1. An apparatus for detecting a cache side-channel attack, the apparatus comprising:

a data collection unit configured to collect data from at least one of a core, an L1 cache, an L2 cache, and an L3 cache, respectively; and

a detector configured to obtain a detection result corresponding to the data using at least one trained learning model.

2. The apparatus of claim 1, wherein The data collection unit includes: a hardware performance counter that obtains and records data on hardware activity from at least one of a core, an L1 cache, an L2 cache, and an L3 cache.

3. The apparatus of claim 1, further comprising a data processing unit configured to process the data by performing a correlation analysis on the data.
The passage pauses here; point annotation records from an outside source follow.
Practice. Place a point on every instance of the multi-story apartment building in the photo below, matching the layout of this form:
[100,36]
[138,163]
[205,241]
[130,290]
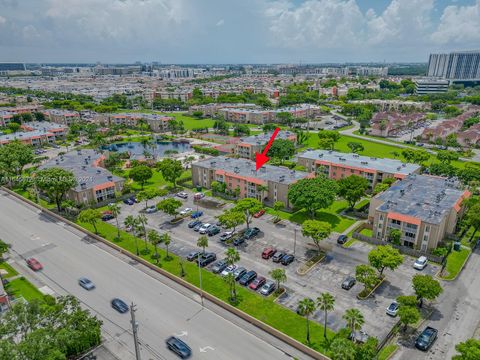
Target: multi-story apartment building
[338,165]
[424,208]
[247,147]
[94,183]
[268,184]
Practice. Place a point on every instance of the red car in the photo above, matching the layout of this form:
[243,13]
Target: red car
[257,283]
[260,213]
[34,264]
[268,253]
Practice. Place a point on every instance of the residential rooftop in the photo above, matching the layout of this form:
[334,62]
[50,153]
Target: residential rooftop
[428,198]
[391,166]
[246,168]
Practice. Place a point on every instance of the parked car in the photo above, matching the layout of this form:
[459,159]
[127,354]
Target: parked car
[259,213]
[193,223]
[213,230]
[277,257]
[87,284]
[392,309]
[426,338]
[182,195]
[247,278]
[178,347]
[196,214]
[193,255]
[420,263]
[287,259]
[342,239]
[34,264]
[219,266]
[268,253]
[204,228]
[239,272]
[119,305]
[257,283]
[348,283]
[206,259]
[268,288]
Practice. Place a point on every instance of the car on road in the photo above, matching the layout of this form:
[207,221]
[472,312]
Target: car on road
[392,309]
[239,272]
[342,239]
[426,338]
[206,259]
[193,223]
[348,283]
[178,347]
[420,263]
[267,253]
[268,288]
[219,266]
[119,305]
[277,257]
[34,264]
[87,284]
[182,195]
[259,213]
[193,255]
[247,278]
[257,283]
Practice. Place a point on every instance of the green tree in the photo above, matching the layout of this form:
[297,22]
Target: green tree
[326,303]
[306,307]
[426,287]
[385,256]
[140,174]
[352,188]
[55,182]
[90,216]
[313,194]
[317,231]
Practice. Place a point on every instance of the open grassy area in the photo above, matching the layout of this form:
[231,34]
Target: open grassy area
[21,287]
[264,309]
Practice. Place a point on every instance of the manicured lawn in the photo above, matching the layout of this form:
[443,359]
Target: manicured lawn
[254,304]
[21,287]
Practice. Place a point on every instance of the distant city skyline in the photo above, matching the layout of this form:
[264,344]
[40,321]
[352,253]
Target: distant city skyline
[233,32]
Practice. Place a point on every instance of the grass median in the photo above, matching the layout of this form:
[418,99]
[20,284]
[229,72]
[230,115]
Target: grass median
[264,309]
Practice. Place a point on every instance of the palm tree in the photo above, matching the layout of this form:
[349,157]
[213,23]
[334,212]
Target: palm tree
[354,320]
[202,242]
[306,307]
[154,238]
[325,302]
[115,209]
[132,222]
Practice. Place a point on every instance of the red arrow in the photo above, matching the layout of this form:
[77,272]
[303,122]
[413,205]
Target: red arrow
[262,158]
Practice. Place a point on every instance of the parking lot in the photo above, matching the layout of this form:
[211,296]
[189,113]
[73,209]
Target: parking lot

4. The apparatus of claim 1, further comprising a training unit configured to obtain the at least one trained learning model by training at least one learning model using the data.

5. The apparatus of claim 4, wherein the data includes

non-attack data obtained from at least one of the core, the L1 cache, the L2 cache, and the L3 cache in absence of the cache side-channel attack; and

simulated attack data obtained from at least one of the core, the L1 cache, the L2 cache, and the L3 cache in presence of a simulated attack.

6. The apparatus of claim 4, wherein the at least one learning model includes at least one machine learning model of a multi-layer perceptron, a support vector machine (SVM), a deep neural network (DNN), a convolutional neural network (CNN), and a recurrent neural network (RNN), a deep belief network (DBN), a deep Q-network, a long short term memory (LSTM), a generative adversary neural network (GAN) and a conditional generative adversarial neural network (c GAN).

7. A method of detecting a cache side-channel attack, the method comprising:

collecting data from at least one of a core, an L1 cache, an L2 cache, and an L3 cache, respectively; and

obtaining a detection result corresponding to the data using at least one trained learning model.

8. The method of claim 7, wherein the collecting of the data from the at least one of the core, the L1 cache, the L2 cache, and the L3 cache, respectively, includes obtaining and recording data on hardware activity from the at least one of the core, the L1 cache, the L2 cache, and the L3 cache.

9. The method of claim 7, further comprising processing the data by performing a correlation analysis on the data.

10. The method of claim 7, further comprising training at least one learning model using the data to obtain the at least one trained learning model.

11. The method of claim 11, wherein the data includes non-attack data obtained from at least one of the core, the L1 cache, the L2 cache, and the L3 cache in absence of the cache side-channel attack; and

12. The method of claim 11, wherein the at least one learning model includes at least one machine learning model of a multi-layer perceptron, a support vector machine, a deep neural network, a convolutional neural network, and a recurrent neural network, a deep belief network, a deep Q-network, a long short term memory, a generative adversary neural network and a conditional generative adversarial neural network.